На следующий день Хельг завершил портрет Леи. Он завершил его по памяти – девушка весь день была занята в лавке отца. И теперь, глядя на эти розовеющие щёки, улыбающиеся губы и смеющиеся глаза, сам удивлялся его похожести. Порой ему казалось, что ещё чуть‑чуть, и портрет заговорит с ним тихим и нежным голосом возлюбленной.

Благодаря этому, он не скучал как обычно без неё целый день и, не заметив наступления вечера, очень удивился, когда она принесла ему ужин.

Хельг не сразу показал ей портрет. Несколькими намеками разжёг её любопытство до такой степени, что она позволила ему целовать себя дольше обычного в обмен на рисунок. И когда она, наконец, увидела себя, то засмеялась, захлопала в ладоши, крича «Ах, какая же я хорошенькая!» и с восторгом бросилась ему на шею. Но вот она капризно нахмурилась и сказала, что всё‑таки в портрете чего‑то не хватает. Он, нервничая, тщательно осматривал портрет, в то время как она, отойдя к окну и оправляя растрепавшиеся волосы, украдкой следила за ним и посмеивалась. Хельг, мрачнея всё больше, сказал, что не видит недостатков. И тогда, звонко рассмеявшись, она объяснила, что имела в виду всего лишь подпись, которой каждый художник метит своё творение для истории. Он шутливо погрозил ей пальцем и, подумав немного, подписал несколько слов в нижнем углу портрета и затейливо расписался. Прочитав надпись, она охнула, закрыла лицо руками, и едва слышно прошептав: «Да!», выбежала из комнаты.

Хельг встал с кровати и надел свой лучший костюм – тот, в котором приехал из города несколько недель назад. Решив не терять времени, но не без труда – нога ещё побаливала – спустился в мастерскую Кеша. Между ним и почтенным мастером произошёл долгий разговор, наполненный всякими приличествующими делу оборотами, завершившийся полым и обоюдным согласием. Кеш на радостях выдул вместо пивной кружки цветок и, довольно напевая что‑то, принялся украшать его затейливыми лепестками. А молодой художник отправился к себе и сел за письмо родителям. Он почтительно испрашивал их благословения, восхищённо расписывал свою невесту и отзывался о мастере Кеше, как о человеке уважаемом и дельном.

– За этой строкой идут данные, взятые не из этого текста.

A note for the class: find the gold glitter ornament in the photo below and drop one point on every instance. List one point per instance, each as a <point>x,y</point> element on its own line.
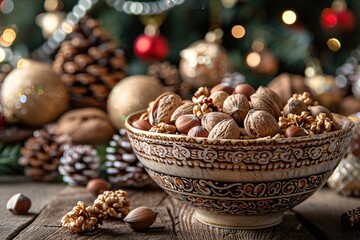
<point>203,63</point>
<point>33,95</point>
<point>132,94</point>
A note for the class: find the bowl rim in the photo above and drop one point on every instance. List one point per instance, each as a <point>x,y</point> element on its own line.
<point>347,126</point>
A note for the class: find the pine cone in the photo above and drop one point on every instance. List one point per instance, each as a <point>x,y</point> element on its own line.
<point>351,219</point>
<point>41,154</point>
<point>112,204</point>
<point>122,166</point>
<point>89,64</point>
<point>79,164</point>
<point>167,74</point>
<point>80,219</point>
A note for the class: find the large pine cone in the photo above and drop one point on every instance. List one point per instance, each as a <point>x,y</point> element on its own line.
<point>122,166</point>
<point>41,154</point>
<point>79,164</point>
<point>90,64</point>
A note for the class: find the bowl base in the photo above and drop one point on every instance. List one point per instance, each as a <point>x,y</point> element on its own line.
<point>238,221</point>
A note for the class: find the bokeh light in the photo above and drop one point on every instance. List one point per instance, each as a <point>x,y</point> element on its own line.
<point>238,31</point>
<point>289,17</point>
<point>334,44</point>
<point>253,59</point>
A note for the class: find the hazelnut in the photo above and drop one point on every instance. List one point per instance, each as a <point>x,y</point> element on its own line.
<point>259,123</point>
<point>185,122</point>
<point>198,131</point>
<point>245,89</point>
<point>294,131</point>
<point>141,124</point>
<point>225,129</point>
<point>186,108</point>
<point>316,110</point>
<point>140,218</point>
<point>222,87</point>
<point>209,120</point>
<point>19,204</point>
<point>237,106</point>
<point>295,106</point>
<point>218,98</point>
<point>98,185</point>
<point>261,101</point>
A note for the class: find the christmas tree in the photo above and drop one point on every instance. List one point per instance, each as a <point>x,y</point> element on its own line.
<point>287,34</point>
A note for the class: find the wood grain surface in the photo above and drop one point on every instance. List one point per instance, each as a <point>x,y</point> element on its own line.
<point>316,218</point>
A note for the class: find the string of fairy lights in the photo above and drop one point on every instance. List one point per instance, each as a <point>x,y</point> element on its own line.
<point>56,24</point>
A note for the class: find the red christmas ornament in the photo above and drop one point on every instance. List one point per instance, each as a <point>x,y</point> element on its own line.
<point>346,20</point>
<point>151,47</point>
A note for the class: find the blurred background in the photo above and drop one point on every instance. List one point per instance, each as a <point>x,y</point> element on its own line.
<point>290,35</point>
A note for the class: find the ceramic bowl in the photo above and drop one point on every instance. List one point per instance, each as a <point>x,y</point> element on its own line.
<point>240,184</point>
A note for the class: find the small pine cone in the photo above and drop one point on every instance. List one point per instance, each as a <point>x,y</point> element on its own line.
<point>122,166</point>
<point>79,164</point>
<point>89,63</point>
<point>205,106</point>
<point>163,128</point>
<point>351,219</point>
<point>200,94</point>
<point>112,204</point>
<point>167,74</point>
<point>41,154</point>
<point>79,219</point>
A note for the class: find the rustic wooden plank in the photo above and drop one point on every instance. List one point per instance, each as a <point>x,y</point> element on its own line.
<point>175,221</point>
<point>39,193</point>
<point>323,211</point>
<point>187,227</point>
<point>47,225</point>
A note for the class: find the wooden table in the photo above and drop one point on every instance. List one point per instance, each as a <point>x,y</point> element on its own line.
<point>316,218</point>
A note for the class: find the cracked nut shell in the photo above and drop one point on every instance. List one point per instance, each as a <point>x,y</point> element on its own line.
<point>140,218</point>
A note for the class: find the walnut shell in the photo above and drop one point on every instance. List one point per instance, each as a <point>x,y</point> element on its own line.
<point>259,123</point>
<point>218,98</point>
<point>316,110</point>
<point>261,101</point>
<point>271,94</point>
<point>225,129</point>
<point>163,107</point>
<point>186,108</point>
<point>295,106</point>
<point>209,120</point>
<point>237,106</point>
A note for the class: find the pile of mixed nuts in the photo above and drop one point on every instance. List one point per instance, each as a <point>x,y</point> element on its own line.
<point>241,113</point>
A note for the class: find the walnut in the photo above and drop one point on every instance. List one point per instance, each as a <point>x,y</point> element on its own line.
<point>186,108</point>
<point>272,95</point>
<point>305,97</point>
<point>294,106</point>
<point>163,128</point>
<point>163,107</point>
<point>209,120</point>
<point>204,107</point>
<point>261,101</point>
<point>237,106</point>
<point>200,94</point>
<point>259,123</point>
<point>225,129</point>
<point>218,98</point>
<point>304,121</point>
<point>113,204</point>
<point>79,219</point>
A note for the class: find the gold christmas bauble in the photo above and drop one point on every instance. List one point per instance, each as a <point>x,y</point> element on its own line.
<point>33,95</point>
<point>203,64</point>
<point>132,94</point>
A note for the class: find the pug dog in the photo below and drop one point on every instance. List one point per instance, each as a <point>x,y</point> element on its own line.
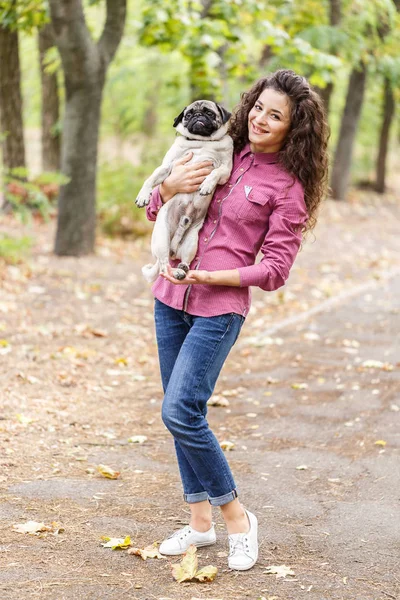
<point>203,129</point>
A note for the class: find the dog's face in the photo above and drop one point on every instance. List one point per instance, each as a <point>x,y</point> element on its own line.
<point>202,119</point>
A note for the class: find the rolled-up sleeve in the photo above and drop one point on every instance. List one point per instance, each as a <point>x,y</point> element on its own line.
<point>281,243</point>
<point>154,205</point>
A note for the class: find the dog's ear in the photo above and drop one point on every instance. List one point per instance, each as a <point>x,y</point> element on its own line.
<point>179,118</point>
<point>225,115</point>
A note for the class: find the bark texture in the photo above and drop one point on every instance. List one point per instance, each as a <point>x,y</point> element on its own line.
<point>85,65</point>
<point>51,143</point>
<point>347,134</point>
<point>335,16</point>
<point>388,114</point>
<point>11,125</point>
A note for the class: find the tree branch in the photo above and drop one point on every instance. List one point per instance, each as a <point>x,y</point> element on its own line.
<point>113,28</point>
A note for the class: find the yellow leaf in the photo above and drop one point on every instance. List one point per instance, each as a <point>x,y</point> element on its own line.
<point>116,543</point>
<point>108,472</point>
<point>121,361</point>
<point>187,568</point>
<point>218,401</point>
<point>208,573</point>
<point>148,552</point>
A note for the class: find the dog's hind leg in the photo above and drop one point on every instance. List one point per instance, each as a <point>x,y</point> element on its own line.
<point>159,246</point>
<point>187,251</point>
<point>184,224</point>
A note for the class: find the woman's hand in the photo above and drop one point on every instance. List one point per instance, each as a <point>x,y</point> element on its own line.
<point>191,277</point>
<point>185,178</point>
<point>229,277</point>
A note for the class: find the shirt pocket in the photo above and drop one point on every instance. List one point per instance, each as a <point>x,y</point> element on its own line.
<point>253,205</point>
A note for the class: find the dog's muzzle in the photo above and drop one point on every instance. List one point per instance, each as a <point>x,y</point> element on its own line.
<point>200,125</point>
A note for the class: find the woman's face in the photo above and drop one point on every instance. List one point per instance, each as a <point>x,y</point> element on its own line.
<point>269,121</point>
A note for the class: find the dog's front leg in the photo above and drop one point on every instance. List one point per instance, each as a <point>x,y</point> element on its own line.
<point>159,175</point>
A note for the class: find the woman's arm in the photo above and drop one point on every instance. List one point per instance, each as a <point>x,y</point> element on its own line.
<point>184,178</point>
<point>230,277</point>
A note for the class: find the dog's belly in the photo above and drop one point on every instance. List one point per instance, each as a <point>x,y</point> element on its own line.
<point>184,205</point>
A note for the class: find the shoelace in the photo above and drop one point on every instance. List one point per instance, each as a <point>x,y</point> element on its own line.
<point>241,544</point>
<point>181,532</point>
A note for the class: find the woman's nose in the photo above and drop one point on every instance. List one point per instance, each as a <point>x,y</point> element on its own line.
<point>261,119</point>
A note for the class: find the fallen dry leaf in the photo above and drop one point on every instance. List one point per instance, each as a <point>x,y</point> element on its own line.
<point>137,439</point>
<point>108,472</point>
<point>208,573</point>
<point>279,571</point>
<point>187,569</point>
<point>227,445</point>
<point>377,364</point>
<point>299,386</point>
<point>116,543</point>
<point>218,401</point>
<point>148,552</point>
<point>35,528</point>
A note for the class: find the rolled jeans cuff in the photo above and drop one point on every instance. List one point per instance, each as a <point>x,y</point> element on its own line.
<point>221,500</point>
<point>193,498</point>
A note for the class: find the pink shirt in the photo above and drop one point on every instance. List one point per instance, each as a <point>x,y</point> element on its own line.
<point>260,208</point>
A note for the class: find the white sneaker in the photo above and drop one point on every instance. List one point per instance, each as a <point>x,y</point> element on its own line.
<point>179,542</point>
<point>243,547</point>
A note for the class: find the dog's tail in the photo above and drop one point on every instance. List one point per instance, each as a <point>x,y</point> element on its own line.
<point>150,272</point>
<point>183,226</point>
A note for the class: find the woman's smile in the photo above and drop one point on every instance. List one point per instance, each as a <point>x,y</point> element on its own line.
<point>269,121</point>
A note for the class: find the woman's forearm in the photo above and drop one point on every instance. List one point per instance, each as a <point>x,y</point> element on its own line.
<point>230,278</point>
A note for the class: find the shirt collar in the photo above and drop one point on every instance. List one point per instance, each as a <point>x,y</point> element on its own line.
<point>260,158</point>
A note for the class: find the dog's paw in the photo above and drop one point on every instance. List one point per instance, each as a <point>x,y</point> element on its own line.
<point>179,273</point>
<point>142,199</point>
<point>184,266</point>
<point>206,188</point>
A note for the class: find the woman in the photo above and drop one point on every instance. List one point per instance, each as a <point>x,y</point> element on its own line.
<point>278,179</point>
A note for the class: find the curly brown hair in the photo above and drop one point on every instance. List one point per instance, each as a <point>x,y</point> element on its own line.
<point>304,153</point>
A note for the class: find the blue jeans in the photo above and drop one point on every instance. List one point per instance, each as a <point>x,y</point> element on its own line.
<point>192,351</point>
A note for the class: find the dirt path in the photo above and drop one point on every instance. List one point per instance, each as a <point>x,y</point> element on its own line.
<point>79,377</point>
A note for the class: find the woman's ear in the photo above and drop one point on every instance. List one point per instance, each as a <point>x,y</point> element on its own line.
<point>225,115</point>
<point>179,118</point>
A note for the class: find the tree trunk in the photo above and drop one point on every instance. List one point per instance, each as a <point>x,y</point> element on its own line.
<point>51,159</point>
<point>335,16</point>
<point>388,114</point>
<point>348,130</point>
<point>11,125</point>
<point>76,224</point>
<point>85,65</point>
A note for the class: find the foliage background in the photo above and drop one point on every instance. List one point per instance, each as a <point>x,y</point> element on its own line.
<point>167,46</point>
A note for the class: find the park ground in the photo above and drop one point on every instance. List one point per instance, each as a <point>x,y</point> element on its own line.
<point>313,386</point>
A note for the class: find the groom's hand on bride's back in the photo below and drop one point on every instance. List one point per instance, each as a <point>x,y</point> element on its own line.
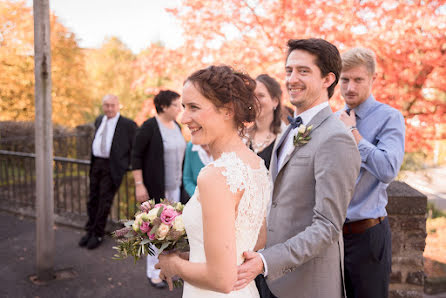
<point>247,272</point>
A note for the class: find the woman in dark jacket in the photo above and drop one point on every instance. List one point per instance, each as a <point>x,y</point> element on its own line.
<point>157,159</point>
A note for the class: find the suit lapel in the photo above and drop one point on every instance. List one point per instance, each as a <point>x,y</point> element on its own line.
<point>316,121</point>
<point>274,159</point>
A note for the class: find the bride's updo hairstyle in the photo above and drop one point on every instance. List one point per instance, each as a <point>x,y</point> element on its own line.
<point>224,86</point>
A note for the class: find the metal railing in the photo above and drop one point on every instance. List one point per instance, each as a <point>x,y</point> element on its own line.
<point>71,185</point>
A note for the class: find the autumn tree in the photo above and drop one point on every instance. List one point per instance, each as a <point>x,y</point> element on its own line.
<point>408,37</point>
<point>71,102</point>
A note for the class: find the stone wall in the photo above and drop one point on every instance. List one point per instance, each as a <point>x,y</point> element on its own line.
<point>407,218</point>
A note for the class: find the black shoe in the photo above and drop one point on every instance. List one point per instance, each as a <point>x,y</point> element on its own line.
<point>94,242</point>
<point>84,240</point>
<point>158,285</point>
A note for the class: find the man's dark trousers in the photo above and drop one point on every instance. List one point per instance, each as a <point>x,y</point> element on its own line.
<point>368,262</point>
<point>102,191</point>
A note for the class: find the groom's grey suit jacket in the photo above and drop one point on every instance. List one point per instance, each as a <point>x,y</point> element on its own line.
<point>312,189</point>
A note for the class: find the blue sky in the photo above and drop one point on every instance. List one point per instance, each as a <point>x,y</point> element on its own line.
<point>136,22</point>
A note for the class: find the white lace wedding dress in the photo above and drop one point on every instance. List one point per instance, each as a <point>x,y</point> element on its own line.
<point>250,214</point>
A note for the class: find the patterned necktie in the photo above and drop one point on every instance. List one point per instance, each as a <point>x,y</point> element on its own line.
<point>104,139</point>
<point>294,122</point>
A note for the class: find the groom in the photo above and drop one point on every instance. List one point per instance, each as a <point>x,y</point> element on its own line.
<point>313,184</point>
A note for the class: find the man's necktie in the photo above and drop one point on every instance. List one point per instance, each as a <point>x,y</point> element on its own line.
<point>104,139</point>
<point>294,122</point>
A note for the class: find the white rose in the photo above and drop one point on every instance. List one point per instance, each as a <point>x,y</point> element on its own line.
<point>153,213</point>
<point>302,129</point>
<point>178,224</point>
<point>162,231</point>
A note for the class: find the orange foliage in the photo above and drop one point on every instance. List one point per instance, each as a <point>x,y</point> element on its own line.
<point>408,37</point>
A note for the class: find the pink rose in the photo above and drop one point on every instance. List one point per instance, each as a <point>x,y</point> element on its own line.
<point>168,216</point>
<point>144,227</point>
<point>145,206</point>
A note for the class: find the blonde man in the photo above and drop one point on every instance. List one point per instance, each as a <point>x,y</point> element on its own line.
<point>379,132</point>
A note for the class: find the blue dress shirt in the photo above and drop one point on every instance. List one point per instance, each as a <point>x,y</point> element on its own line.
<point>382,150</point>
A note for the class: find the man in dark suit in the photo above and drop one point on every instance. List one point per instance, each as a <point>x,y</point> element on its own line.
<point>110,158</point>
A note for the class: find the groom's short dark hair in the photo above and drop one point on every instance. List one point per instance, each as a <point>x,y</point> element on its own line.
<point>327,55</point>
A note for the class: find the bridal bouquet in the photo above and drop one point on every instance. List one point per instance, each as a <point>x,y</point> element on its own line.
<point>158,224</point>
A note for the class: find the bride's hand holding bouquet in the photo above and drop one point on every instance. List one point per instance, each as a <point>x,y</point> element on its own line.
<point>158,224</point>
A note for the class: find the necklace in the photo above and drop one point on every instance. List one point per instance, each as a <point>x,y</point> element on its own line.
<point>257,147</point>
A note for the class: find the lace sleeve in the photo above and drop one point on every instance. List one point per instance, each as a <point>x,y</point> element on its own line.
<point>233,171</point>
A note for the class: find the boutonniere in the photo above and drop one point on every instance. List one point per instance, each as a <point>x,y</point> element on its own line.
<point>303,135</point>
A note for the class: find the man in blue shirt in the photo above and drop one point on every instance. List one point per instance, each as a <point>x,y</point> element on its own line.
<point>379,131</point>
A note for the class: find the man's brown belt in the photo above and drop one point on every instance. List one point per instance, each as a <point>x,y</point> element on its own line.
<point>360,226</point>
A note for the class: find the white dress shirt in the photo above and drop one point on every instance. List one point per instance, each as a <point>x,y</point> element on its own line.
<point>111,126</point>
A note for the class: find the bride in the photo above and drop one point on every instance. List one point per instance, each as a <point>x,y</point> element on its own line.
<point>226,214</point>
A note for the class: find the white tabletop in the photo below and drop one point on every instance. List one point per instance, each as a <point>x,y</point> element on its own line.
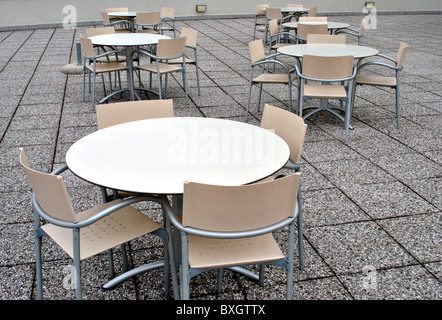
<point>328,50</point>
<point>123,14</point>
<point>127,39</point>
<point>293,9</point>
<point>330,24</point>
<point>159,155</point>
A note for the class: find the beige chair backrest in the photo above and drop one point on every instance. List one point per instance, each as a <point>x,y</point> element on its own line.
<point>87,47</point>
<point>260,8</point>
<point>326,38</point>
<point>171,47</point>
<point>191,35</point>
<point>121,112</point>
<point>310,19</point>
<point>274,13</point>
<point>312,11</point>
<point>50,192</point>
<point>105,17</point>
<point>288,126</point>
<point>327,67</point>
<point>401,54</point>
<point>273,26</point>
<point>122,9</point>
<point>148,17</point>
<point>362,26</point>
<point>305,29</point>
<point>291,5</point>
<point>91,32</point>
<point>167,12</point>
<point>256,49</point>
<point>239,208</point>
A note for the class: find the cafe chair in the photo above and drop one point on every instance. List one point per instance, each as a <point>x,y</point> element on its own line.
<point>393,82</point>
<point>324,78</point>
<point>82,235</point>
<point>305,29</point>
<point>167,50</point>
<point>261,63</point>
<point>297,6</point>
<point>292,129</point>
<point>191,57</point>
<point>92,32</point>
<point>93,65</point>
<point>312,11</point>
<point>359,34</point>
<point>148,22</point>
<point>260,18</point>
<point>279,38</point>
<point>168,20</point>
<point>125,26</point>
<point>111,114</point>
<point>275,14</point>
<point>231,227</point>
<point>326,38</point>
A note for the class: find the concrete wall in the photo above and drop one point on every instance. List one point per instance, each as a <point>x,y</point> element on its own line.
<point>38,12</point>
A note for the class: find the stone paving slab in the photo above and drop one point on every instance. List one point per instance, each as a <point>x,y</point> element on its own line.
<point>372,205</point>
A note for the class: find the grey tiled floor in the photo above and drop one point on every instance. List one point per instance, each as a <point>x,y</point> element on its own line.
<point>375,203</point>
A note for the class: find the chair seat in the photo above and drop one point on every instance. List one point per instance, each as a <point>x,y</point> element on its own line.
<point>121,58</point>
<point>148,31</point>
<point>274,78</point>
<point>376,80</point>
<point>164,67</point>
<point>280,45</point>
<point>180,61</point>
<point>121,226</point>
<point>107,67</point>
<point>213,253</point>
<point>325,91</point>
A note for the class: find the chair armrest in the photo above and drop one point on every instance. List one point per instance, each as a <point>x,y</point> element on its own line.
<point>152,56</point>
<point>117,22</point>
<point>107,53</point>
<point>57,171</point>
<point>262,62</point>
<point>376,63</point>
<point>231,235</point>
<point>84,223</point>
<point>327,80</point>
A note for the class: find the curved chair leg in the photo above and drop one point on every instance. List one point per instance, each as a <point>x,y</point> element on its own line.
<point>300,231</point>
<point>220,280</point>
<point>397,106</point>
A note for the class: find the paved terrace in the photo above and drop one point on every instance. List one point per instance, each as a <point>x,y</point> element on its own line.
<point>375,203</point>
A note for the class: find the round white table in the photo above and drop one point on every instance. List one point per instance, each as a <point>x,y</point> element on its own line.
<point>328,50</point>
<point>124,14</point>
<point>128,41</point>
<point>157,156</point>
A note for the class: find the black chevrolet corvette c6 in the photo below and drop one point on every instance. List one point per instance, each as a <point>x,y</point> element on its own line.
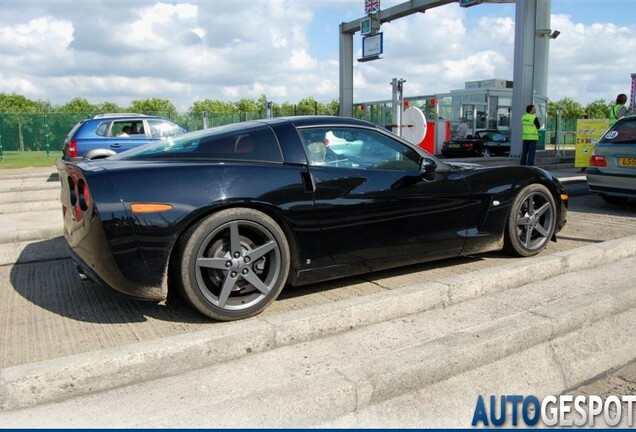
<point>229,215</point>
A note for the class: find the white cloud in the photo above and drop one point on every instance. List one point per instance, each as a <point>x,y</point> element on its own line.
<point>192,50</point>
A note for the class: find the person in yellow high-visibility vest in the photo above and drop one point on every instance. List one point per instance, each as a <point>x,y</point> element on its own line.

Быстро темнело. Хельг зажёг свечи, запечатал письмо, подойдя к окну, загляделся на тихий вечер. Луна торжественно плыла в шлейфе зеленоватых облаков, звёзды робко приседали в реверансах, а неподвижные горные стражи задирали нос с неприступным видом часовых, охраняющих опочивальню королевы.


* * *

В такую ясную лунную погоду городок приобретал особенно уютный вид – яркой картинки с рождественской открытки. И когда она проснулась, первым, что разглядела, был дом мастера‑стеклодува и лицо молодого художника в одном из окон. Урча и позевывая, она протёрла глаза и внезапно застыла на своём насесте. Лицо художника выглядело подозрительно счастливым… Это глупое выражение только подчеркивало его человеческую сущность!

Горгулья отряхнулась и нырнула вниз. Бесшумной тенью пересекла город и приникла к стене близь окна. Навострив уши, расслышала стук в дверь и торопливые шаги Хельга. Едва он отошёл, как она, уцепившись за подоконник, осторожно заглянула внутрь.

Противная девчонка прижимала к губам руку художника! Руку, откинувшую засовы с ворот в этот мир. Горгулья заскрежетала зубами.

Юноша, смеясь, обхватил Лею и закружил по комнате.

Не в силах наблюдать идиллию, горгулья отвела глаза и заметила что‑то необычно красивое на столике у кровати. Разглядев портрет девушки, она злобно сощурилась. Мастерство молодого художника, оживляющее природу и зыбкий мир духов, и призрачных привидений, и хрустальные грёзы, и созданий света, и созданий тьмы, с особой силой проявилось в изображении человеческого лица. Лица не глупого и не самодовольного, не высокомерного и не жадного, какими она привыкла считать людей, а чистого, доброго и, что самое ужасное, существовавшего в реальности!

Задыхаясь от счастливого смеха, Лея присела на кровать. Носок туфельки придавил какой‑то листок бумаги. Она наклонилась и подобрала его прежде, чем Хельг успел отнять. Личико её, раскрасневшееся и прехорошенькое, скривилось гримасой омерзения. Фу! Что это такое? Что за чудовищ рисует милый друг?

Видя, что рисунок не на шутку встревожил девушку, художник выхватил листок и, безразлично пробормотав: «Так, детские сказки!», порвал и выбросил на улицу.

Горгулья едва успела разжать пальцы и упасть в снег, как створки распахнулись и подхваченные ветром половинки бумажного листа понеслись прочь. Люто взглянув на окно, она взмыла в воздух, поймала порхающие обрывки и, не глядя на них, устремилась к соборной башне.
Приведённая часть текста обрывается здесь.